I was wondering if anyone does what I call IP bunch analysis. Every day, I have a script that goes through the previous day's Apache log data and count data by IP. The rules are:
* a bunch starts when an IP makes a 2nd request in 2 or fewer seconds from the time of a 1st request
* the bunch grows in size with each additional page request that occurs 2 or fewer seconds after the previous page request
After I've got all the data together, I flag an IP as an abuser (bot?) if either of these conditions are met:
* there was any single bunch of size 10 or bigger (that is, 10 or more page requests averaging under 2 seconds per request)
* there were 10 or more total bunches each with at least 4 page requests in them
The first case is like 10 page hits in under 20 seconds (or for even longer); the second case is lots of little bunches, with at least 4 page hits in 8 seconds for each little bunch.

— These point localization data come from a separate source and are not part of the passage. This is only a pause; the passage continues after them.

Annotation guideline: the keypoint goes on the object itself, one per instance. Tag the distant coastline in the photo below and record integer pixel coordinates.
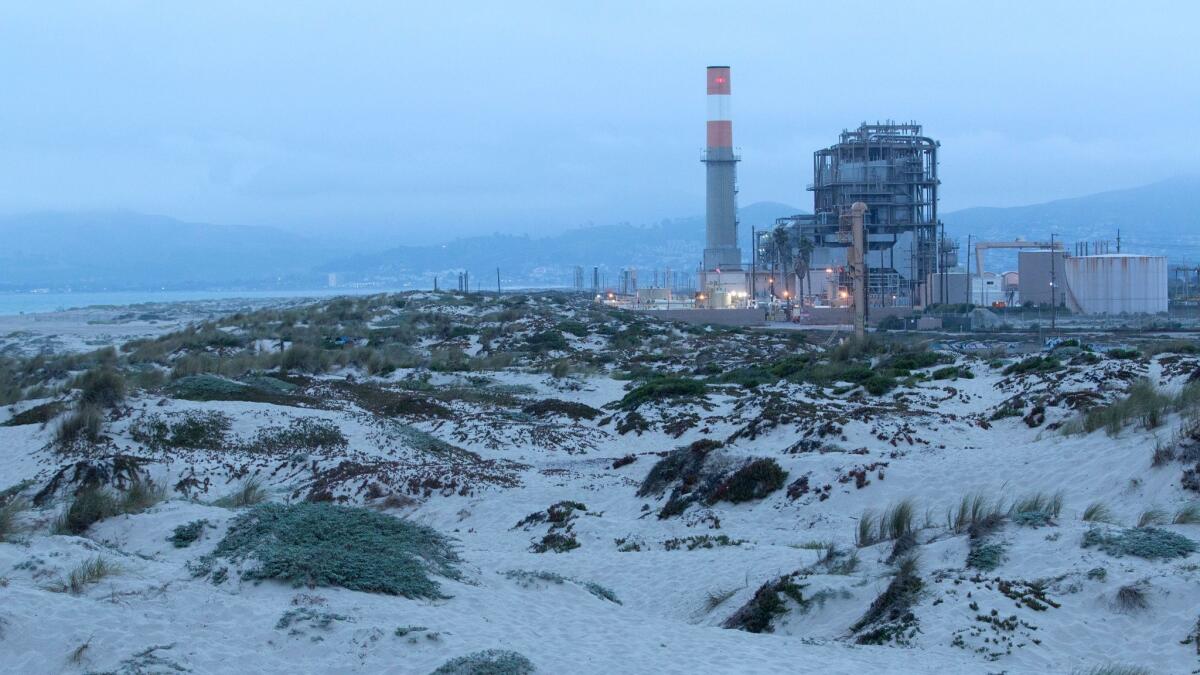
(12, 303)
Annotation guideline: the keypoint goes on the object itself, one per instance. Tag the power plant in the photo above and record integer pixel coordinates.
(892, 168)
(874, 243)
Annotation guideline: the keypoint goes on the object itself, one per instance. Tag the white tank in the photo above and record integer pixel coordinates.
(1116, 284)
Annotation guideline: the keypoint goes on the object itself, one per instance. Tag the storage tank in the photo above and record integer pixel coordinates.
(1116, 284)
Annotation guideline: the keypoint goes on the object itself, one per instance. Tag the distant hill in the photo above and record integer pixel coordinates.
(1157, 219)
(118, 250)
(111, 250)
(675, 244)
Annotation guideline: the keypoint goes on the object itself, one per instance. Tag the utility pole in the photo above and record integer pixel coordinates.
(754, 261)
(857, 260)
(971, 281)
(1054, 290)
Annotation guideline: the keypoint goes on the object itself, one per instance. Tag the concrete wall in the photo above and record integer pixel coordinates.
(1033, 276)
(1117, 284)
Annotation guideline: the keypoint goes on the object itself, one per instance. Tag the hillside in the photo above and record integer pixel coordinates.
(673, 244)
(108, 250)
(1157, 219)
(397, 482)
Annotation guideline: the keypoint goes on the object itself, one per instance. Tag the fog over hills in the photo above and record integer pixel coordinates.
(129, 250)
(118, 250)
(1159, 219)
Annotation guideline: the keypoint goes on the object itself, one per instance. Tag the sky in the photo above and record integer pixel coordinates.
(402, 121)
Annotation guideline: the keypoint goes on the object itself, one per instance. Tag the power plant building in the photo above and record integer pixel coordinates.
(893, 169)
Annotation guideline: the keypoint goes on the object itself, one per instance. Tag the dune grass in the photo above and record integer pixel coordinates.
(87, 573)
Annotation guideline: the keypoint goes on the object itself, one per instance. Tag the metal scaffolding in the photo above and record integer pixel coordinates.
(893, 169)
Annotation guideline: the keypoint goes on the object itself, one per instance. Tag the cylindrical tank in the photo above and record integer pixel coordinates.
(1116, 284)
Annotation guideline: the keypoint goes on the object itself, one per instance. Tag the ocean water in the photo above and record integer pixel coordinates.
(33, 303)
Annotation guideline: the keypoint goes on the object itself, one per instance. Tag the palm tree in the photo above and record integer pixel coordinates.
(802, 264)
(781, 249)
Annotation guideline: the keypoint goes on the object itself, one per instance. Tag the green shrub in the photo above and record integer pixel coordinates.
(1187, 514)
(1152, 517)
(85, 423)
(36, 414)
(1097, 512)
(681, 465)
(1122, 353)
(1150, 543)
(489, 662)
(322, 544)
(547, 341)
(9, 512)
(1144, 402)
(768, 602)
(895, 523)
(192, 430)
(976, 513)
(557, 542)
(213, 388)
(555, 406)
(1114, 669)
(90, 506)
(915, 359)
(102, 387)
(754, 481)
(1036, 365)
(186, 535)
(879, 384)
(663, 388)
(1037, 509)
(141, 495)
(574, 327)
(891, 611)
(985, 556)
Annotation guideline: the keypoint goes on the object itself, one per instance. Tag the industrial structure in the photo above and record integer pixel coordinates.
(723, 278)
(874, 243)
(892, 168)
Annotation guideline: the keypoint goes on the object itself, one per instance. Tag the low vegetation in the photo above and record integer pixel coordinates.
(768, 603)
(489, 662)
(1097, 512)
(1150, 543)
(889, 617)
(1036, 509)
(10, 509)
(187, 533)
(247, 493)
(87, 573)
(894, 523)
(94, 503)
(1144, 404)
(660, 389)
(322, 544)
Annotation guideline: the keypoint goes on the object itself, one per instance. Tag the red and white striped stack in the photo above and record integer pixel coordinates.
(720, 119)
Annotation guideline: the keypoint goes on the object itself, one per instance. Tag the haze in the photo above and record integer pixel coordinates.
(419, 123)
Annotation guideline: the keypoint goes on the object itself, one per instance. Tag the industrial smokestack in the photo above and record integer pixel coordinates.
(721, 209)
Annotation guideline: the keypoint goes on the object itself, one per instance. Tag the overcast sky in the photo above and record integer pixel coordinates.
(439, 119)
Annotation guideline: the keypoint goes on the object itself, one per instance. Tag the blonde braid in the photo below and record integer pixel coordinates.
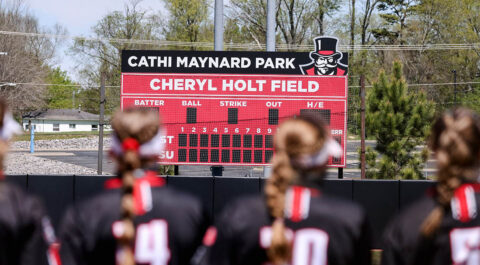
(455, 140)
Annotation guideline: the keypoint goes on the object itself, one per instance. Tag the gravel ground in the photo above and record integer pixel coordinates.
(87, 143)
(25, 163)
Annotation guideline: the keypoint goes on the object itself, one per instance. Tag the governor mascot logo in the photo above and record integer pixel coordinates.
(325, 58)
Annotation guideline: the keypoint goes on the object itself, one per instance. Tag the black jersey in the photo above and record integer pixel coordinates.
(168, 232)
(322, 229)
(26, 236)
(456, 241)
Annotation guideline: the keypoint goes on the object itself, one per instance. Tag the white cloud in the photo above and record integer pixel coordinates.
(78, 16)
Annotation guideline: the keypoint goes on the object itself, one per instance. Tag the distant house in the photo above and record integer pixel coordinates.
(61, 120)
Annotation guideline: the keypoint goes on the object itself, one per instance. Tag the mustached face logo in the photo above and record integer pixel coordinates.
(325, 58)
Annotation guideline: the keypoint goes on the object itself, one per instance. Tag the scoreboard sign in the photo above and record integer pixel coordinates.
(223, 108)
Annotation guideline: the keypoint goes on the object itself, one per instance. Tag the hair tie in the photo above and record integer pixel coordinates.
(130, 144)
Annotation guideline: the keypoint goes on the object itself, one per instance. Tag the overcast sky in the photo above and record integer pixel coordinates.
(78, 17)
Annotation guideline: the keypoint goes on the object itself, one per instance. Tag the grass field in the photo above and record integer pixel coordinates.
(57, 136)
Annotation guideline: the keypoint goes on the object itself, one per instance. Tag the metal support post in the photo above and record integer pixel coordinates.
(218, 28)
(271, 25)
(100, 123)
(362, 128)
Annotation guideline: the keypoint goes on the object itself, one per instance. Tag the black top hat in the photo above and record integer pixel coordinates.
(326, 47)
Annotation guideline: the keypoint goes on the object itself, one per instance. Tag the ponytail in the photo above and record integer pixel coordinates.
(275, 190)
(455, 139)
(132, 127)
(296, 137)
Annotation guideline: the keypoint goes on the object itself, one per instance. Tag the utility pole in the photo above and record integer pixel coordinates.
(454, 86)
(270, 38)
(73, 99)
(100, 123)
(271, 24)
(218, 28)
(362, 127)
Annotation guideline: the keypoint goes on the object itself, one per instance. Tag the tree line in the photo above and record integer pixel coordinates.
(435, 24)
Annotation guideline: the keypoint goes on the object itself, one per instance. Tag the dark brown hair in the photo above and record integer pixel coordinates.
(141, 125)
(304, 135)
(455, 139)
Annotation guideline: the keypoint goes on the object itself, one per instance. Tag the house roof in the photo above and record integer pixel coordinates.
(61, 114)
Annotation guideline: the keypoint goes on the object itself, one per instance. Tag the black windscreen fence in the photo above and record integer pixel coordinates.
(382, 199)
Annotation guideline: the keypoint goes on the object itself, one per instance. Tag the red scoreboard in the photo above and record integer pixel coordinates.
(223, 108)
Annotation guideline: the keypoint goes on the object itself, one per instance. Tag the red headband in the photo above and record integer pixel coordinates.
(130, 144)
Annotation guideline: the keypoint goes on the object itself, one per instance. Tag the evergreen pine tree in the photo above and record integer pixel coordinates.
(399, 120)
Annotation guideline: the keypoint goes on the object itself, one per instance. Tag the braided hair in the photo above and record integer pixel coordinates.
(132, 127)
(304, 135)
(3, 143)
(455, 139)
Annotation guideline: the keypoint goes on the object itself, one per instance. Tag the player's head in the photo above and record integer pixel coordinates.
(455, 140)
(137, 142)
(302, 148)
(8, 128)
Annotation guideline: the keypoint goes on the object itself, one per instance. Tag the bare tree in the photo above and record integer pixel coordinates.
(27, 60)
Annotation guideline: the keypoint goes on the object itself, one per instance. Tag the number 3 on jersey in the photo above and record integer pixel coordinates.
(310, 245)
(151, 243)
(465, 245)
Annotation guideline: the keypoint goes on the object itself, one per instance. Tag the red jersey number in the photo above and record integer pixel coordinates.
(465, 245)
(151, 243)
(310, 245)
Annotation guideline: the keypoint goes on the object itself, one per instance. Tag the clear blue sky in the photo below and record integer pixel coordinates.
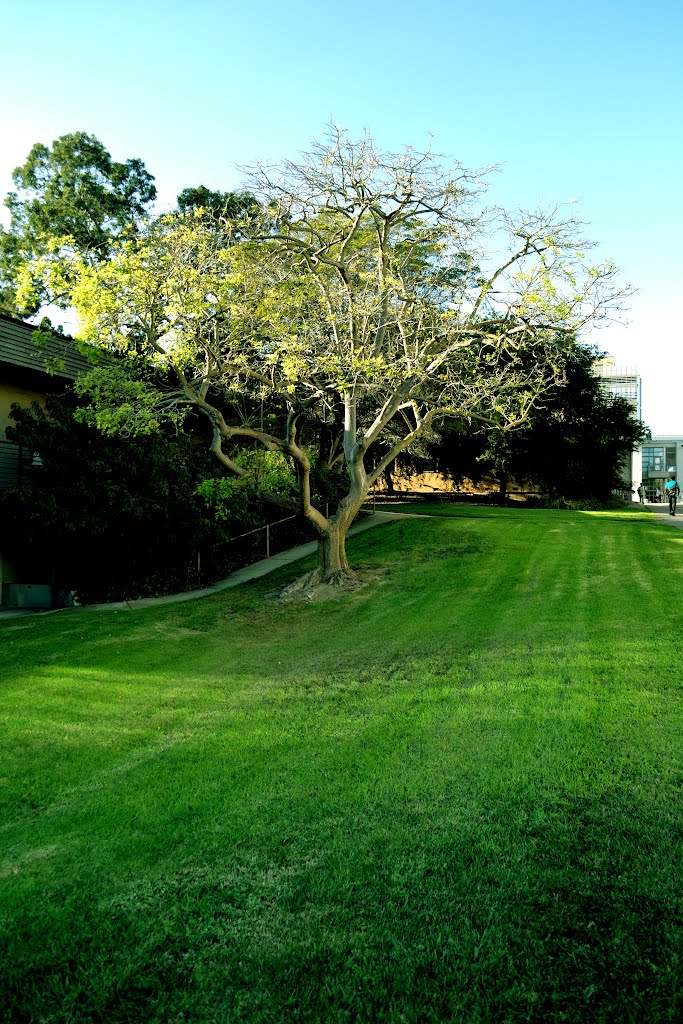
(578, 101)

I used to look up these bunch IPs whenever I'd flag them, but after seeing Romania, China, Germany and the Ukraine over and over, I now just DQ any IP automatically. I'm up to 330 IPs so far. Here is a little sample:
$banned_ip{"78.45.213.180"}=qq(2/18/2012 clicks - Czech Republic);
$banned_ip{"180.153.227.57"}=qq(2/17/2012 clicks - China);
$banned_ip{"180.106.152.163"}=qq(2/16/2012 clicks - China);
$banned_ip{"178.217.184.147"}=qq(2/16/2012 clicks - Poland);
$banned_ip{"31.214.201.251"}=qq(2/16/2012 clicks - Germany);
$banned_ip{"178.176.122.176"}=qq(2/16/2012 clicks - Russia);
$banned_ip{"121.205.215.174"}=qq(2/16/2012 clicks - China);
$banned_ip{"180.153.227.29"}=qq(2/16/2012 clicks - China);
$banned_ip{"188.165.238.19"}=qq(2/15/2012 clicks - France);
$banned_ip{"220.161.150.70"}=qq(2/15/2012 clicks - China);
$banned_ip{"46.21.144.51"}=qq(2/15/2012 clicks - NED);
$banned_ip{"109.230.245.221"}=qq(2/15/2012 clicks - Germany);
I do have some masks, too:
$banned_ip{"174.157.101"}=qq(SBP - 11/2/2009);
$banned_ip{"77.93.39"}=qq(SBP - 11/2/2009);
$banned_ip{"85.175.6"}=qq(SBP - 11/2/2009);
$banned_ip{"190.18.128"}=qq(SBP - 11/2/2009);
$banned_ip{"85.234.151"}=qq(SBP - 11/2/2009);
$banned_ip{"80.249.69"}=qq(SBP - 11/2/2009);
Now, at the top of any dynamic page where I don't want bots to crawl, I call a function which just uses the $ENV env var for IP, looks in my list, and if the IP is found, return a 403.
Does anyone else do something like this? If so, do you use stricter or looser criteria?
Interested to know what I may be doing right or wrong. Since I automated my bunch analysis (instead of doing it manually once in a while), I'm throwing out 5 new IP every day.